Так рассказывает один. Божится, что всё правда. А другому и вовсе довелось увидеть такие страсти, сохрани бог. Прибило его волной к неведомому острову. Остров безлюдный. Никогда не ступала там нога человечья. Нету там ни дорог, ни тропинок. Леса густые и трава нехоженая выше пояса. Брёл он куда глаза глядят и набрёл. Видит, что-то белеет в траве. Подошёл поближе — череп. Вроде бы человечий. Только огромный, как у тех великанов волотов, что жили в давние времена неподалёку от Новгорода. То поле до сих пор потому называют Волотовым. Пнул он эту голову сапогом. А она вдруг и заговорила голосом человечьим: «Ты почему меня, голову, подбрасываешь? Я молодец не хуже тебя был!» Ну, как тут было не испугаться? Не иначе как нечистый дух, враг рода человеческого, из той головы говорил. «Плюнул я и дальше пошёл. Иду, гляжу, опять что-то белеет в траве. Подошёл поближе, а это — камень. Высоченный — топора через него не перекинуть, не обхватить руками, не обойти ногами. А на камне надпись: „А кто-де у камня станет тешиться, а и тешиться, забавляться, вдоль скакать по каменю, сломит буйну голову“. Не поверил я той надписи. Разбежался, хотел вскочить на камень. Тут со мной беда и приключилася. Убился. Так и лежал под камнем замертво. Пока товарищи не нашли. Подобрали меня в беспамятстве, понесли на корабль, подняли паруса, поплыли дальше. Узнал я от умных людей, что был то бел-горюч камень, под которым клад зарыт. Но сколько потом ни плавал, никогда больше не видал того острова. Теперь уже не плаваю. Совсем изжился. Одежонка вон худая, сапоги каши просят. Как вспомню про бел-горюч камень, запечалюсь. И зачем только, дурная голова, я запрета ослушался. Не тешился бы, не скакал — взял бы и вырыл бы клад и жил бы теперь припеваючи. Был бы у меня высокий терем, широкий двор. А посреди двора — стол со скамьями. А на столе вина, меду полны корчаги. Заходи, пей, сколько душе угодно».

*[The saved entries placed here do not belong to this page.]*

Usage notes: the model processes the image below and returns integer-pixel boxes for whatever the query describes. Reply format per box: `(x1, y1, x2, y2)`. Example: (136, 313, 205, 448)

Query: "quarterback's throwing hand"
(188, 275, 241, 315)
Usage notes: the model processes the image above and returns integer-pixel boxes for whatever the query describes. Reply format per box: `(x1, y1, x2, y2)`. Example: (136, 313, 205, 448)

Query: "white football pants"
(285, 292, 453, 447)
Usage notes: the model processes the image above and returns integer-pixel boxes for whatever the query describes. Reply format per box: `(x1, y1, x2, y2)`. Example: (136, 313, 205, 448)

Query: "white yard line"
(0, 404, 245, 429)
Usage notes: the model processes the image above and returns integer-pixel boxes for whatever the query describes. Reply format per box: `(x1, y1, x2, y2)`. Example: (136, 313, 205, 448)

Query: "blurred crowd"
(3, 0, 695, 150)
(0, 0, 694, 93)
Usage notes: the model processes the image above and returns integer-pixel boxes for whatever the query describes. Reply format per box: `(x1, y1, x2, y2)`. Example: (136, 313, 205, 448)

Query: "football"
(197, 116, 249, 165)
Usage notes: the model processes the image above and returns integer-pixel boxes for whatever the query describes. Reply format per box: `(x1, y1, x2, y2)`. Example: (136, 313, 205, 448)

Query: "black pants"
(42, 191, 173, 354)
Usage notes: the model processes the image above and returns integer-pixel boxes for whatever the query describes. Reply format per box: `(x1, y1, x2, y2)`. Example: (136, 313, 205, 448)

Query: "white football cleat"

Старик переводчик, бывший кормчий господина Садко, тоже заглядывает в харчевню Нухения. Примет чарку-другую и начнет. Скажет будто невзначай: устал, мол. Нелёгкий был день. Думу думали у господина Садко. Чтобы не сомневались присутствующие, не упустит подробностей. «Вот так, — скажет, — в горнице господина Садко поставлен большой стол. За ним сидит сам Садко Сытинич. Ребром к первому вот этак, — покажет, — второй стол. Тут главный счётчик, писец, которому поручено вести запись. И я! Рядом с господином Садко!» Это верно — и про большой стол, где сидит господин Садко, и про второй, будто перекладина креста приставленный к первому. Здесь обычно сидят счётчик, и писец, и прочие доверенные люди. Только старый толмач не сидит рядом с господином Садко, Когда вдруг понадобится он за чем-нибудь и призовут его, стоит, переминаясь с ноги на ногу, или примостится где-нибудь в сторонке, ожидая, когда дойдет до него черед. Но какое это имеет значение! Кто решится осудить старика за такую малую неточность. Пусть потешится. Ведь никому от этого нет урона. А посадить себя поближе к солнцу каждому охота.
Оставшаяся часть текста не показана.